ScienceDaily (Dec. 4, 2012) — Fertility tests
frequently reveal that males have problems with the quality of their sperm. The
problems often relate to sperm senescence, which is a reduction in quality with
age. Sperm senescence can arise either before or after the DNA in the sperm
cells is produced by a process known as meiosis. So-called
"pre-meiotic" senescence results from accumulated damage in the
germline cells with increasing age and results in older males having sperm of
lower quality. Post-meiotic senescence occurs after the sperm cells have been
produced, either during storage of sperm by the male or after ejaculation and
before they fertilize the eggs.
There
is previous evidence that various kinds of sperm senescence occur in insects,
in some domestic animals (birds and mammals) and even in humans but the studies
have generally been carried out under fairly artificial conditions and so it is
not clear how they relate to wild animals -- or to the general human
population. These objections have been overcome in the latest work of Attila
Hettyey and colleagues at the Konrad Lorenz Institute of Ethology, University
of Veterinary Medicine, Vienna (Vetmeduni), together with Balázs Vági in
Budapest, Hungary, where Hettyey himself is now working.
The
researchers investigated the common toad, an interesting model system as it is
known to produce all its sperm before the start of the breeding season.
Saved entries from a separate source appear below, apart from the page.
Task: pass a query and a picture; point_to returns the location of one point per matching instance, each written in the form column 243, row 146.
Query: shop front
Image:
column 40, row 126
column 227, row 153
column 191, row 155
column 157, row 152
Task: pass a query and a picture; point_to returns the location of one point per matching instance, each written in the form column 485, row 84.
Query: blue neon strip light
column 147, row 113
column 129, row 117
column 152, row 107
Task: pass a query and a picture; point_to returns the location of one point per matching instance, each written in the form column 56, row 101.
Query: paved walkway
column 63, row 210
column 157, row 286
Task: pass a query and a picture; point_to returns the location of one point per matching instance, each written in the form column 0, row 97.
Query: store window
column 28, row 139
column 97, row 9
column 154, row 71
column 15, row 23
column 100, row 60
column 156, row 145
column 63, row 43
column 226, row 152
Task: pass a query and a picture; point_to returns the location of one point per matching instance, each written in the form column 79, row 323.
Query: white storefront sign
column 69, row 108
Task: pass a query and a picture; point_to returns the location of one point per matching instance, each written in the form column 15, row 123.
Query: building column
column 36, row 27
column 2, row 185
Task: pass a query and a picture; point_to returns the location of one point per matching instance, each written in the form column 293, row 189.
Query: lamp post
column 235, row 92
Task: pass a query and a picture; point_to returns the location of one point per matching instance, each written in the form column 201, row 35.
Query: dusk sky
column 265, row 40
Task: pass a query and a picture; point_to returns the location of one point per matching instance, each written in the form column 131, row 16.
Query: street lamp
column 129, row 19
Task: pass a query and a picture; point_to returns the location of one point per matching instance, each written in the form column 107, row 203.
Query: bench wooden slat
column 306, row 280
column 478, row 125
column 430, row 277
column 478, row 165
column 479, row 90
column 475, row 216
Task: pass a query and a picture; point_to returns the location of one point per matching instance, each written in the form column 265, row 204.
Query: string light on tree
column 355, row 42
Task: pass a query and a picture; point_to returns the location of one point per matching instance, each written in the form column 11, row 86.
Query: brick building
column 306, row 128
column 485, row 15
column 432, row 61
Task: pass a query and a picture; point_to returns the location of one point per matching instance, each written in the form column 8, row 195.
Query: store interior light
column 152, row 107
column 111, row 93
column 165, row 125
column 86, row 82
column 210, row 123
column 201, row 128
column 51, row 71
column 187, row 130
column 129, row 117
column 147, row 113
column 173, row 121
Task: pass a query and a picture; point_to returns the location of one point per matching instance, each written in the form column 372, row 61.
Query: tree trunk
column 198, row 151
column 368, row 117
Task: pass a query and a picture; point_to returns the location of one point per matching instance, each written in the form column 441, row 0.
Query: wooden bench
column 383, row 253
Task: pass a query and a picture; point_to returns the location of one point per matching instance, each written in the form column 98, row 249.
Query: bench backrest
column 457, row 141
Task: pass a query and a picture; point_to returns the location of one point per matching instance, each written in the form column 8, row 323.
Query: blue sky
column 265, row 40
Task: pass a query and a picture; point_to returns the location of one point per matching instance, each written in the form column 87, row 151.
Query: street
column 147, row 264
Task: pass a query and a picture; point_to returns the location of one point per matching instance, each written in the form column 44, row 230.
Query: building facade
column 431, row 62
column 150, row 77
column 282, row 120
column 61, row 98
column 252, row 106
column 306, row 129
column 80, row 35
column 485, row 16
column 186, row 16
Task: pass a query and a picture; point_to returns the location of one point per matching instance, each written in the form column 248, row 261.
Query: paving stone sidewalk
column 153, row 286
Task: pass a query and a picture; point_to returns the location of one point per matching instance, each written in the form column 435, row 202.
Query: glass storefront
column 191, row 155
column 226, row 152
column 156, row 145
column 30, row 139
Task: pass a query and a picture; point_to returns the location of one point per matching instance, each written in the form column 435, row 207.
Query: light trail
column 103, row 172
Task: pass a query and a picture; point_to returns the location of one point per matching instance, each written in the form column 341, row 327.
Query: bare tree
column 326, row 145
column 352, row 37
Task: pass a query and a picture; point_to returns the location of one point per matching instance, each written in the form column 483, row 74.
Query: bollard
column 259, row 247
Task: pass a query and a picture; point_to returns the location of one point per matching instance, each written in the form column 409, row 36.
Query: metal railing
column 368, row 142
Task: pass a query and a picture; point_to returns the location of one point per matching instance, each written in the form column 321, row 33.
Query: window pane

They
found that male toads that re-entered hibernation at the start of the breeding
season, i.e. that lowered their metabolic rates after producing sperm, stored
sperm of significantly higher motility than males kept under pseudo-natural
conditions without females throughout the entire breeding season. The result
means that slowing the normal rate of general physiological processes reduced
the normal rate of sperm aging within the toad's testicles. This constitutes
the first evidence for post-meiotic intra-testicular sperm senescence in a wild
vertebrate. A further surprising result was that in males kept under
pseudo-natural conditions, sperm motility was related to the number of matings
a male achieved, with the presence of females or the occurrence of matings
having a positive effect on the quality of stored sperm. This suggests that
post-meiotic intra-testicular sperm senescence does not occur at a fixed rate
but may be modulated by external factors, such as temperature and number of matings.